Somehow our copy of the Academy report omitted that page. We all ought to avoid that kind of rhetoric. Another step that would advance the cause of moderation - a step that should appeal to everyone in this room - is that we should all recognize the importance of having an intact, workable, legal framework as a backstop for resolving environmental disputes.

I think virtually all of us would like to see more environmental controversies resolved through discussion at the local level rather than end up in the courts. But we ought to understand that no one is going to come to the table if there aren't predictable legal consequences for delay, and reasonable legal constraints on all parties.

I know, for example, that the landmark agreement to protect the water quality of the New York City watershed while allowing development in upstate New York - I know that that agreement would never have occurred without the real threat that New York City would have to build a filtration plant and upstate communities might face restrictive zoning if negotiations failed. I've been thinking of this lately because the Administration's wildfire proposal is premised on replacing the legal regime with unbounded negotiations, rather than on designing a legal regime that will foster negotiation.
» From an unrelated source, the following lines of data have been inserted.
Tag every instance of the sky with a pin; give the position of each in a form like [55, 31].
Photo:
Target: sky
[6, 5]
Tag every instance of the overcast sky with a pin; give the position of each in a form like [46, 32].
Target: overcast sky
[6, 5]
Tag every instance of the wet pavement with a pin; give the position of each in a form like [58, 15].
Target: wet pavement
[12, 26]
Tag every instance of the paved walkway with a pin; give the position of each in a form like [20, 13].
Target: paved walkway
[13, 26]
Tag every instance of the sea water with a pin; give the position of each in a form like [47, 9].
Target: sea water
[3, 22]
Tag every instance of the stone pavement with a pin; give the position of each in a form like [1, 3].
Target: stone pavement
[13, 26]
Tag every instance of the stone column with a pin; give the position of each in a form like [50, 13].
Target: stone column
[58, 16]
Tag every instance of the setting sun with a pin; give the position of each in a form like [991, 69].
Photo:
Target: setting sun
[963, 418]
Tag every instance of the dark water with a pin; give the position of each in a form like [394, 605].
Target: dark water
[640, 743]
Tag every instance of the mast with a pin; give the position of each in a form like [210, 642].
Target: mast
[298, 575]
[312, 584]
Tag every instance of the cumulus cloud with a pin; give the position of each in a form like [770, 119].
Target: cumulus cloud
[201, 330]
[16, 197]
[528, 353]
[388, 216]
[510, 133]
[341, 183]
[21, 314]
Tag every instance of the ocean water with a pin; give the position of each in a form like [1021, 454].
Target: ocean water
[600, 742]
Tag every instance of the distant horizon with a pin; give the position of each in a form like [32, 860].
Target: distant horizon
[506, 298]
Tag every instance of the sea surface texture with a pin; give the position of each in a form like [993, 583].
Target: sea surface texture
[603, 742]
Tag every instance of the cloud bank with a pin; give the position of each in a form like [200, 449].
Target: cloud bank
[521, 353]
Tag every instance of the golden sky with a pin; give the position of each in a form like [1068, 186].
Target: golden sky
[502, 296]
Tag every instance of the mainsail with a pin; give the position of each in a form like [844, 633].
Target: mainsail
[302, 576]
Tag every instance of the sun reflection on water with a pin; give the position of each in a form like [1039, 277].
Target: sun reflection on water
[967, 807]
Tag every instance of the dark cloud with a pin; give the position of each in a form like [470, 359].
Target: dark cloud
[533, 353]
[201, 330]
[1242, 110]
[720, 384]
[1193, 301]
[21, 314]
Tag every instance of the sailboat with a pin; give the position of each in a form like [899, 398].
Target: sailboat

We can't base legislation on ideology if we want to solve real problems. Now, there are some hints that folks around this town may be starting to grasp what moderation requires - inconclusive hints, but promising ones. I just mentioned wildfire policy. I am heartened by the efforts of a group of representatives, led by Scott McInnis of Colorado, to try to come up with a practical compromise on this issue. I know their proposal, which is still being revised, gives my environmental friends heartache, and I'm still reviewing it myself. But whatever one may think of the outcome, we ought to be applauding Scott McInnis, Peter DeFazio, George Miller and Tom and Mark Udall for being willing to sit down and discuss a contentious issue, to try to solve real problems, to maintain a legal regime, to tone down the rhetoric - and also to have a negotiation that is informed by, but not controlled by public and private interest groups.

In an era when Congress too often "contracts out" its thinking, they're filtering ideas through their own minds, as the Constitution intended. I think the Administration's Clear Skies Proposal is another heartening effort.

Here again, I know my environmental friends will shake their heads, and I am not endorsing the details of the proposal. And, as everyone knows, I, like my friend Jim Jeffords, favor a four-pollutant approach. But I think it's a good sign that the Administration is willing to put a three-pollutant bill on the table with an expansion of the cap-and-trade approach. It's a genuine effort to try to move the clean air debate along by rethinking how to achieve emission reductions rather than endlessly debating whether we need cleaner air.

I should note, as Chairman of the Science Committee, that in both these areas science has a critical role to play. We know alarmingly little about how to promote healthier forests, and if we knew more the issue might not seem so intractable. On the clean air issue, new research, especially the work funded by the Health Effects Institute, has altered the debate by demonstrating the dangers posed by particulates. More and better environmental science, is a necessary, if not sufficient condition for greater moderation.

Now, you'll be pleased to know I'm not going to go through a laundry list of current issues to further underscore my points. I'm not even going to discuss global climate change. I've probably alienated enough people with the few issues I've already cited - albeit in an equal opportunity way. But that's another thing about moderation. It's not about being all things to all people; it's about making tough-minded choices that may leave those on both sides of the spectrum scratching their heads.

But I don't mean to suggest that moderation is synonymous with martyrdom. At least it shouldn't be. Moderates have to talk to everybody, have to listen to everybody, have to try to get along with everybody. And if you're really lucky, and you come close to succeeding at that, you get to enjoy the company of a broad range of people, like the ones gathered here tonight. And that, as I said at the outset, is truly an honor. Thank you very much.